We will talk about the Approach you should have while Investing in a Growth company.
In one line before delving into details, it should be similar to having an affair with a hot woman. The risk is high but so is reward 😉
You will feel proud when talking about your investment. People will talk about you behind your back (mostly how lucky you are to select that company). But you will have to care or rather monitor your investments regularly and go through the motions and up-down frequently. These stocks are in limelight, chased by hundreds of traders and subject to extreme vagaries of the market.
But here is the key advice – Be prepared to break-up or dump this growth company at any time. Don’t put your heart into it. Have pre-determined targets for exiting this stock. Also only invest in those growth companies that are yielding positive profits. This is different from those that are growing fast in terms of Sales but their bottom line is in Red. Most Indian e-commerce companies fall in this category.
What are Growth Companies?
Growth companies are those who generate significant positive cash flows or earnings. These are increasing at very fast rates than the overall economy or GDP of the country. A growth company tends to have many profitable reinvestment opportunities for its own retained earnings. Since it is able to reinvest all cash flows, it pays no dividends to stockholders, rather they put all cash back into their own business.
How much should you invest in a Growth company?
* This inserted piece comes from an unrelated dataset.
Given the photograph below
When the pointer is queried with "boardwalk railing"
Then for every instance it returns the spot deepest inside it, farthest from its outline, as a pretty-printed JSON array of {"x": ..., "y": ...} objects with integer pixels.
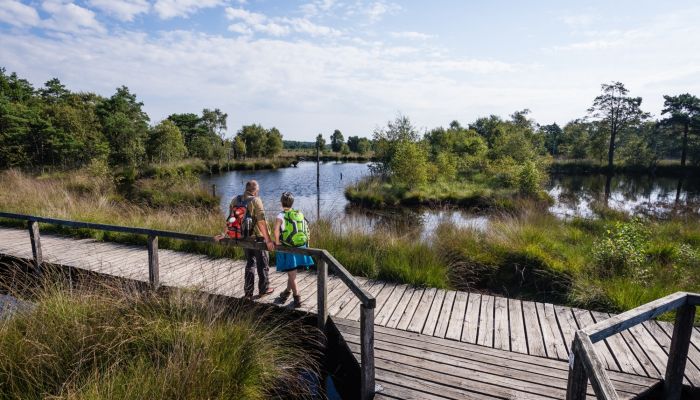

This question is very significant and should not be taken lightly. You would have heard the phrase – “Don’t put all your eggs in one basket”. This is very apt while investing in a Growth company. No matter how much positive you are about a particular company and how much you love it. Your investment in a Single growth company should not be more than 10% of Net Worth. And if you are investing in multiple growth companies then your total investments should not be more than 20% of your Net Worth.